Choose the correct information


In the era where we are bombarded with ton of information, carefully choose the correct information is crucial. After all, bits and bytes of information can be more dangerous than ignorance.

Once upon a time, when the information is hardly obtained by an ordinary people like us, we treat the information we obtained like precious metal. We absorbed what ever we could in the hope that we become more knowledgeable. While this is a correct attitude for the improvement of humanity, this only applied to the society where the information is scarce. When the situation changes, where we could easily obtain whatever information that we wish as long as we connected through the internet, choosing the correct information becomes crucial. This phenomenon is similar to the society who lacked of food, and making them no choice to choose what the food they wish to put inside their stomach.

Very often, by absorbing the misleading information, either consciously or unconsciously would only bring the devastating result to us. Take the example, whenever a company announces its profit soaring in a particular quarter, do not be so excited and thrush your money into it. The reported earnings lie to its word “reported” and whether it is “real” earnings, only god knows. Simply by Creative Accounting, the management and its related interested parties could manipulate the company account and show the public a “soaring reported earnings”. There are too many ways for the manipulation, by cooking the book, by selling off the assets to boost one-time earning, by dealing business among related companies are among few examples of the manipulation. The only way to be a successful investor lies to your passion and your home work – no short cut.

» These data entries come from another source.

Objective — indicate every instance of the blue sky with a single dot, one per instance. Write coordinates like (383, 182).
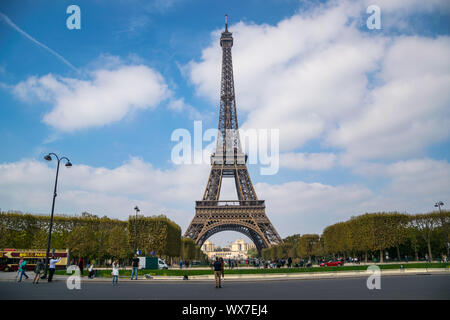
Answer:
(363, 114)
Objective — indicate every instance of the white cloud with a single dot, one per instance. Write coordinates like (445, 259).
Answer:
(405, 7)
(316, 76)
(307, 161)
(179, 105)
(106, 98)
(409, 111)
(27, 185)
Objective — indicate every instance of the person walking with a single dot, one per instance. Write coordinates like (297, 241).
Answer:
(222, 264)
(135, 266)
(18, 268)
(91, 270)
(52, 267)
(22, 268)
(217, 272)
(37, 270)
(115, 272)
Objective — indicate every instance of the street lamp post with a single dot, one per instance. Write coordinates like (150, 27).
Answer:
(439, 204)
(136, 209)
(68, 164)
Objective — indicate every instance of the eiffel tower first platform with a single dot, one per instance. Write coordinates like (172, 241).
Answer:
(246, 215)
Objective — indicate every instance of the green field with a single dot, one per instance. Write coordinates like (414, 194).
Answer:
(193, 272)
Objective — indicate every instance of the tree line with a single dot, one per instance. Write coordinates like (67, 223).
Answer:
(98, 238)
(371, 235)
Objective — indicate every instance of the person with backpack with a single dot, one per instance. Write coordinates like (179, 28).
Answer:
(18, 268)
(222, 264)
(91, 270)
(115, 272)
(37, 270)
(22, 269)
(52, 267)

Over the years, I found out that the asian investors are the lambs that become the prey of the fox of financial industry. The information that is out of date and no longer applied in the western world could be sold in asian countries. Take an example, after 97/98 Asian Financial Crisis, many asian investors isolate themselves from the stock market. Because of the cash piling up, they need to find a way to invest their cash pile. Where the market would always supply what demand needed, the financial industry came out with the “Capital Guarantee Fund”. These hungered investors pouring their hard-earned money into the funds. Other examples like “Buy and hold”, “The price of real estate is always appreciate in the long term” and “Blue Chips counters is a safe haven for the investor”. There are too many examples that show that people without a proper knowledge tend to become the prey. While ignorance people have no choice but become a sacrifice, the most pitiful people are the one who obtain misleading information and yet they feel they got the correct information.

Sunday, February 05, 2006

Good Bye Mr. Alan Greenspan



31st January 2006 marked the fall of the old era and welcomed with the new horizon – Retirement of Federal Reserve (Fed) Chairman, Mr. Alan Greenspan who served the post for 18 years.

For nearly 2 decades, he was treated as a man of last resort whenever there is a economic crisis. The crash of Dow in Black Monday, October 1987, 90/91 economic downturn, the collapse of Long Term Capital Management (LTCM) in October 1998, the aftermath of Tech Bubble after 2000 are few examples. He believed to have magic hands who could turn an economic downturn back on track by using his monetary policy of manipulating key interest rate. The whole world is lead by him whether the economic will be “soft landing”, “hard landing”…etc. The blind faith of whole world that putting on him made him as the “God” who can rescue the world whenever there is something happen. His retirement made us worried that his successor could safeguard us when there is something happen in the future.



While Mr. Alan Greenspan might have his contribution, we need not overstate it. Take an example, few days before the meeting of the bankers to save LTCM, Alan Greenspan had testified to the House Banking Committee that ‘hedge funds were strongly regulated by those who lend the money. With the LTCM debacle, the belief that Alan Greenspan knew whereof he spoke, a central tenet of the Fed’s status, had been put in hazard.